Cost of service revenue consists primarily of the cost of healthcare service packages purchased from third party healthcare service providers to fulfill contracts with customers.

Cost of product revenue consists primarily of the cost of healthcare products purchased from suppliers. Cost of product revenue is recognized when the product has been delivered to the customer.

Income taxes

L. Income taxes

The Company follows FASB ASC Section 740, Income Taxes, which requires the recognition of deferred tax assets and liabilities for the expected future tax consequences of events that have been included in the financial statements or tax returns. Under this method, deferred income taxes are recognized for the tax consequences in future years of differences between the tax bases of assets and liabilities and their financial reporting amounts at each period end based on enacted tax laws and statutory tax rates applicable to the periods in which the differences are expected to affect taxable income. Valuation allowances are established, when necessary, to reduce deferred tax assets to the amount expected to be realized.

ASC 740-10-30 requires income tax positions to meet a more-likely-than-not recognition threshold to be recognized in the financial statements. Under ASC 740-10-30, tax positions that previously failed to meet the more-likely-than-not threshold should be recognized in the first subsequent financial reporting period in which that threshold is met.

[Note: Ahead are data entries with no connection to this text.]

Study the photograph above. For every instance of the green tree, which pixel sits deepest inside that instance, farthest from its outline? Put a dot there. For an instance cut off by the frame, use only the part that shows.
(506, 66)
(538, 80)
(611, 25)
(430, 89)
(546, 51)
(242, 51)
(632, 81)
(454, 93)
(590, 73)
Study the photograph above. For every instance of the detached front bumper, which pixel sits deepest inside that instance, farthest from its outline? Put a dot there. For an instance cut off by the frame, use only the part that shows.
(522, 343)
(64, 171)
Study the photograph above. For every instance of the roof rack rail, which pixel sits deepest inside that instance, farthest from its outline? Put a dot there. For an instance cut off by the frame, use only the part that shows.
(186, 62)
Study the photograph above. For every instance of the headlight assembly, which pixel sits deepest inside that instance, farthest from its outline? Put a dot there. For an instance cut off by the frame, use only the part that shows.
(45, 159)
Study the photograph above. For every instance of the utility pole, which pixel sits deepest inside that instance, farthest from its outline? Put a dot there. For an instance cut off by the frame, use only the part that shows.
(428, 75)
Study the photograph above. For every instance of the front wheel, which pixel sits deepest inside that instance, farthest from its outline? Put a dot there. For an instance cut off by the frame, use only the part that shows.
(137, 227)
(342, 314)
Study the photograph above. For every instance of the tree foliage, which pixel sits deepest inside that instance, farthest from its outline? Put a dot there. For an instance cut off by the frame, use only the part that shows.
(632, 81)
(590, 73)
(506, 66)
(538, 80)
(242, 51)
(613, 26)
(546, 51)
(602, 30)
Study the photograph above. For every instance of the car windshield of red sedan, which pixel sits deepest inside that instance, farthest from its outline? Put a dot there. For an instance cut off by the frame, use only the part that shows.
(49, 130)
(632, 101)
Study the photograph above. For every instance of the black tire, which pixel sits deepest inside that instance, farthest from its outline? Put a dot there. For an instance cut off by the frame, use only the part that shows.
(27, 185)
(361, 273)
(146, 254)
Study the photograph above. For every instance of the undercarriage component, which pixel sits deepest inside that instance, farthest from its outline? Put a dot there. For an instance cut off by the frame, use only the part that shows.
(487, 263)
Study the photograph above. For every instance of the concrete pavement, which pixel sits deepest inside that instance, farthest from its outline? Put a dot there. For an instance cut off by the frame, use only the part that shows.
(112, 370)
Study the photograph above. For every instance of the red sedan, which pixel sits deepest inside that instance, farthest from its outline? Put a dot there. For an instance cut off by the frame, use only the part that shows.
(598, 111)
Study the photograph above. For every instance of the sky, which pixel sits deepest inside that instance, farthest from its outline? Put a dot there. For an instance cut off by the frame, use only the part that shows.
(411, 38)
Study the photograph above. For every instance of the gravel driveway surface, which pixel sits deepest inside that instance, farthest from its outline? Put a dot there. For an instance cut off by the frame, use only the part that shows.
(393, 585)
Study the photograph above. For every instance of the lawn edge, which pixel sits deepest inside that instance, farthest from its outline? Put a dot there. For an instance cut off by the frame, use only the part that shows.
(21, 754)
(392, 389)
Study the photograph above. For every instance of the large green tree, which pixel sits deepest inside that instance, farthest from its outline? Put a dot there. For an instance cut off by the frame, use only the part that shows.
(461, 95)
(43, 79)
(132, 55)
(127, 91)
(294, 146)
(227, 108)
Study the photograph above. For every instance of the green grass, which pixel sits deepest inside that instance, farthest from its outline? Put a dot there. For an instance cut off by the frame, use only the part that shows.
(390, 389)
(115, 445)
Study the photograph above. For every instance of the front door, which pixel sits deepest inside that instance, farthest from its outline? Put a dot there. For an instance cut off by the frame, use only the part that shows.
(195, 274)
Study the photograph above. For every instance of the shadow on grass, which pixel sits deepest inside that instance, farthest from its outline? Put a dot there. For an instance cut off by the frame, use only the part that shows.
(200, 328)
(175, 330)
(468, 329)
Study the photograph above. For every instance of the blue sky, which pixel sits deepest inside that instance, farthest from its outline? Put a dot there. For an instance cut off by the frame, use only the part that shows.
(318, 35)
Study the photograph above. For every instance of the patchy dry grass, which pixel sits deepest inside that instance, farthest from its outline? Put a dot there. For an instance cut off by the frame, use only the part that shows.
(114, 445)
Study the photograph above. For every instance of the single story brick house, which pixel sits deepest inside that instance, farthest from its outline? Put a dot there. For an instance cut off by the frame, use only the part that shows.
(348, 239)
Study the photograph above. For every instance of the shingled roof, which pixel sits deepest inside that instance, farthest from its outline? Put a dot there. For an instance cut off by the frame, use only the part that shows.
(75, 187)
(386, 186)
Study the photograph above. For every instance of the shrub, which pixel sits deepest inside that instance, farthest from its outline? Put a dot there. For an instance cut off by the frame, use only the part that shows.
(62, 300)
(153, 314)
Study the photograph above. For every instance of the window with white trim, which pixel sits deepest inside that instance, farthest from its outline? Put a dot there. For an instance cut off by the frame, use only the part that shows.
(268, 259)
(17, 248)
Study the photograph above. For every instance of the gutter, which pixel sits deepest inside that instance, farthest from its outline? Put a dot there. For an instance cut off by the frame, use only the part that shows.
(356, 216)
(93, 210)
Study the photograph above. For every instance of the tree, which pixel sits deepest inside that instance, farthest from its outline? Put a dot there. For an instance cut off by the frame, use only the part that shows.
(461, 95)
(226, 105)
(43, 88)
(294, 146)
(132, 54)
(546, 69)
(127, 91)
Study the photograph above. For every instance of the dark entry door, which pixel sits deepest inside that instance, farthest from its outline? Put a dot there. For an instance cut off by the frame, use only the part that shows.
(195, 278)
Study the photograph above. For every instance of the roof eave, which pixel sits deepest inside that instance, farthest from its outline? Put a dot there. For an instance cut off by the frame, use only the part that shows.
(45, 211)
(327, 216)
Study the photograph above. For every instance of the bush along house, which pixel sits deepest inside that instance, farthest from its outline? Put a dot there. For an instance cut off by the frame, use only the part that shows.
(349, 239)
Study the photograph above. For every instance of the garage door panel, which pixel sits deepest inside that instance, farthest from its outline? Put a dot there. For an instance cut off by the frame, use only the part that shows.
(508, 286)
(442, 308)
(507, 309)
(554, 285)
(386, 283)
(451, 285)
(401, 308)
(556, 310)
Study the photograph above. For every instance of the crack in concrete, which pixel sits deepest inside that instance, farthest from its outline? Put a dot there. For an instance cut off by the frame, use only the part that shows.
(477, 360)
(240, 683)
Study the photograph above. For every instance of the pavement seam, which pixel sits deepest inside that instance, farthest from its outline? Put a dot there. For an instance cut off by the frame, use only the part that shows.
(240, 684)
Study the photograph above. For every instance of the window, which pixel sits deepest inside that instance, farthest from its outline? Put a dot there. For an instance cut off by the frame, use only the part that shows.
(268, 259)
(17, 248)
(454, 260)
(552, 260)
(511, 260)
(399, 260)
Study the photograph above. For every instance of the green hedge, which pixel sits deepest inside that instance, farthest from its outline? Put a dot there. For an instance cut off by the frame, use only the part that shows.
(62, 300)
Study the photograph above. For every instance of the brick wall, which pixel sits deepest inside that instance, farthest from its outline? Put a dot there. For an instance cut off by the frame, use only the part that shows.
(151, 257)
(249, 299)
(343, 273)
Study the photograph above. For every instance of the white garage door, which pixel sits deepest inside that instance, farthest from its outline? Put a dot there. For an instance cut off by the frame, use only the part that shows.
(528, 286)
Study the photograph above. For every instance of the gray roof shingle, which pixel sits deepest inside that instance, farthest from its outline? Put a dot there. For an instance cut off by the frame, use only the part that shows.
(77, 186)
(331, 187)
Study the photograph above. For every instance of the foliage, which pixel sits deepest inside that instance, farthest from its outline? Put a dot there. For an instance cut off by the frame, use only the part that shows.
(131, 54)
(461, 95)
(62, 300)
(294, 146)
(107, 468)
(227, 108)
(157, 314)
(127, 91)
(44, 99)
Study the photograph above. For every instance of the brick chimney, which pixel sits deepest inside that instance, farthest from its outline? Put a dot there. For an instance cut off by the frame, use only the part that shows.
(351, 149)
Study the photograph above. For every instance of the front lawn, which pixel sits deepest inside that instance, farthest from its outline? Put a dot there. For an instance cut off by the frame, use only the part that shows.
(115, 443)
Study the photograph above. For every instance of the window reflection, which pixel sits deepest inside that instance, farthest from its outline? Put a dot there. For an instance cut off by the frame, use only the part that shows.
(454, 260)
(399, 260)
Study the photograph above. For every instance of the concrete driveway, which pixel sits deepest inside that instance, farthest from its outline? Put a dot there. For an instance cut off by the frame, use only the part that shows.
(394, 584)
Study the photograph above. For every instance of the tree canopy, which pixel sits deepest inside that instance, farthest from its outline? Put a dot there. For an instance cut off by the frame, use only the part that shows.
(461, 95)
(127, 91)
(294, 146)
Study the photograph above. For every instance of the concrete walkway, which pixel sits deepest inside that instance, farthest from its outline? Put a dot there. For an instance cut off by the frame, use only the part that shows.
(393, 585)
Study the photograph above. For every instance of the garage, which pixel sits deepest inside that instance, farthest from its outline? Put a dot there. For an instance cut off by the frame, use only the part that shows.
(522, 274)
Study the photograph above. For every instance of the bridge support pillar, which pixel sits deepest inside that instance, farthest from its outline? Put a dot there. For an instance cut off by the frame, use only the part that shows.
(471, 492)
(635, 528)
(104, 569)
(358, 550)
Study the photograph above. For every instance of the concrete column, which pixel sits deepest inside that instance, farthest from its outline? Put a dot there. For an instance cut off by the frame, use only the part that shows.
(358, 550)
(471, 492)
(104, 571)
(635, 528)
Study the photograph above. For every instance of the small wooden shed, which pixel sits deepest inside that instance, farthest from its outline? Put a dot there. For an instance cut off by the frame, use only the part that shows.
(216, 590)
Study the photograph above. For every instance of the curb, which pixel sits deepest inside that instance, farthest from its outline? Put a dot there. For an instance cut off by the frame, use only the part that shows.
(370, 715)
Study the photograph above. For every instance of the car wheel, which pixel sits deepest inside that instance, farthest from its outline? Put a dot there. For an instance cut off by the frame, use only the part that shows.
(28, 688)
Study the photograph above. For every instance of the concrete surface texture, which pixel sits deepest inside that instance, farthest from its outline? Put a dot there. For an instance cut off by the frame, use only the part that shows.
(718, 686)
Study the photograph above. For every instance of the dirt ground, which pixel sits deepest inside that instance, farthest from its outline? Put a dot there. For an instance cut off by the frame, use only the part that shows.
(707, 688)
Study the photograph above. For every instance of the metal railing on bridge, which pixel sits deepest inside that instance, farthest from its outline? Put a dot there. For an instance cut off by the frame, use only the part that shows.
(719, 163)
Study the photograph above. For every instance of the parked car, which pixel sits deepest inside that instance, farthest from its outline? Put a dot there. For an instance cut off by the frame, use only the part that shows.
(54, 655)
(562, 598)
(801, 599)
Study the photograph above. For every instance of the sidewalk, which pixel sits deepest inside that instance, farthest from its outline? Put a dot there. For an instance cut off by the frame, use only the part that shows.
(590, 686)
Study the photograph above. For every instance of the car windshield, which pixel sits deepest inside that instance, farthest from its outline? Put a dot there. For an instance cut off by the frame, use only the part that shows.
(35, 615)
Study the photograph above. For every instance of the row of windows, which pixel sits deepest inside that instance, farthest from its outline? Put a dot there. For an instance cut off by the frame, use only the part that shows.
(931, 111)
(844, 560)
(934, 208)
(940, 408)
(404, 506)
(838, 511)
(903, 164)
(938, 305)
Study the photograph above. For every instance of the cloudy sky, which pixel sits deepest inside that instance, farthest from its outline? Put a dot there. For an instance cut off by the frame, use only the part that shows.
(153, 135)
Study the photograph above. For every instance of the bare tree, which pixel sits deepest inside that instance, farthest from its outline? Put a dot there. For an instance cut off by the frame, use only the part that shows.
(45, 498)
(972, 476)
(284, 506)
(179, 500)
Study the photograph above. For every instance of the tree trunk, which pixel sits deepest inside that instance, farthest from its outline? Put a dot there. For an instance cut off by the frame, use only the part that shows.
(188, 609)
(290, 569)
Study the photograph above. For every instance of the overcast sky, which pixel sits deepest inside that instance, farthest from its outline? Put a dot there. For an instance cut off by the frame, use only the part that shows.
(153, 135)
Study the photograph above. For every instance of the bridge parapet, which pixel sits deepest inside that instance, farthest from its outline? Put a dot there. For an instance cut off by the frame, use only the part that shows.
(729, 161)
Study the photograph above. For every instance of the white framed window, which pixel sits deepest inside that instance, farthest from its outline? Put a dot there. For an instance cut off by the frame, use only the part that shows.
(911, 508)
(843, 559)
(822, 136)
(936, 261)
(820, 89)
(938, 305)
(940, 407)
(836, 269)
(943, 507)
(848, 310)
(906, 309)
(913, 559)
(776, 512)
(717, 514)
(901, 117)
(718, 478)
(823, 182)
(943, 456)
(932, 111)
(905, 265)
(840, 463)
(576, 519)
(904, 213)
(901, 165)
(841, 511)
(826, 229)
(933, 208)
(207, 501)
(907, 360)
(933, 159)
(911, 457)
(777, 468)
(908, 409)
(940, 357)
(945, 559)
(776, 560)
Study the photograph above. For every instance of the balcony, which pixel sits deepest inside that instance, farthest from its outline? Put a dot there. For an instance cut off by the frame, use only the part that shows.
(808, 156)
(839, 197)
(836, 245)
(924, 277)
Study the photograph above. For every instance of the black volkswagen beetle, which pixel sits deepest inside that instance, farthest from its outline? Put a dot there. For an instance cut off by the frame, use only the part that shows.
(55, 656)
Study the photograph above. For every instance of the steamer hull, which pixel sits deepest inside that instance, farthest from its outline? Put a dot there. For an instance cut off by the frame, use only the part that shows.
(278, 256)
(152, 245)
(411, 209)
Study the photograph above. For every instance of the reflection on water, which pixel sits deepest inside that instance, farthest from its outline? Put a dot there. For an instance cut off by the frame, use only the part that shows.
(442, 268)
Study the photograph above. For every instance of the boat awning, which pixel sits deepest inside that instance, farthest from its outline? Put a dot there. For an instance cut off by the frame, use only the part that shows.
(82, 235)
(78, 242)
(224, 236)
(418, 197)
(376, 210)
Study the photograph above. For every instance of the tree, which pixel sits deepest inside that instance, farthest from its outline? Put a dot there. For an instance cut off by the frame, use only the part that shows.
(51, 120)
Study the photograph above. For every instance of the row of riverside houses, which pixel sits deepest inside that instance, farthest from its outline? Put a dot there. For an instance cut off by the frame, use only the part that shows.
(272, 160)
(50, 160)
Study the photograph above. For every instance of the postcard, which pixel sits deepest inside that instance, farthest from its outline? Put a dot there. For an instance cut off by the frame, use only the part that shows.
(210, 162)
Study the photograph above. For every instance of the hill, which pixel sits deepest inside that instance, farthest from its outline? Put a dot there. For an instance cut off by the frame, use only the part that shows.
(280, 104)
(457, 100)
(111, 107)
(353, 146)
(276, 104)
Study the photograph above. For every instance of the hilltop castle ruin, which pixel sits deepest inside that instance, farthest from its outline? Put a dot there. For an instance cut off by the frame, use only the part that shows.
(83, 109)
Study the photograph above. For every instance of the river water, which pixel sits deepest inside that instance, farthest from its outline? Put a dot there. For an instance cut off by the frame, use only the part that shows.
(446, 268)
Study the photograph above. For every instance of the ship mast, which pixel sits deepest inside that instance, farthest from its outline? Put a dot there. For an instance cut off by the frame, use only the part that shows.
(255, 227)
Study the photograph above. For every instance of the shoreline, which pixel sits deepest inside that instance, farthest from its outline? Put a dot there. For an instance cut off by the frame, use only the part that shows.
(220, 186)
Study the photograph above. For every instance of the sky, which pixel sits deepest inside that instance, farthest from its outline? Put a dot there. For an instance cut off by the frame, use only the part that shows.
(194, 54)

The application of tax laws and regulations is subject to legal and factual interpretation, judgment and uncertainty. Tax laws and regulations themselves are subject to change as a result of changes in fiscal policy, changes in legislation, the evolution of regulations and court rulings. Therefore, the actual liability may be materially different from our estimates, which could result in the need to record additional tax liabilities or potentially reverse previously recorded tax liabilities or the deferred tax asset valuation allowance.

As a result of the implementation of ASC 740-10, the Company made a comprehensive review of its portfolio of tax positions in accordance with recognition standards established by ASC 740-10. The Company recognized no material adjustments to liabilities or shareholder’s equity as a result of the implementation.

Earnings (loss) per share

M. Earnings (loss) per share

The Company computes earnings (loss) per share (“EPS”) in accordance with ASC 260, Earnings Per Share. ASC 260 requires companies with complex capital structures to present basic and diluted EPS. Basic EPS is measured as net income (loss) divided by the weighted average common shares outstanding during the period.

Diluted EPS is similar to basic EPS but presents the dilutive effect on a per share basis of contracts to issue common shares (e.g., convertible securities, options and warrants) as if they had been converted at the beginning of the periods presented, or issuance date, if later. The computation of diluted EPS includes the estimated impact of the exercise of contracts to purchase common stock using the treasury stock method and the potential shares of converted common stock associated with the convertible debt using the if-converted method. Potential common shares that have an anti-dilutive effect (i.e., those that increase earnings per share or decrease loss per share) are excluded from the calculation of diluted EPS. 

Recently adopted accounting pronouncements

N. Recently adopted accounting pronouncements

We do not believe that any recently issued but not yet effective accounting standards, if currently adopted, would have a material effect on the Company’s consolidated financial position, statements of operations and cash flows.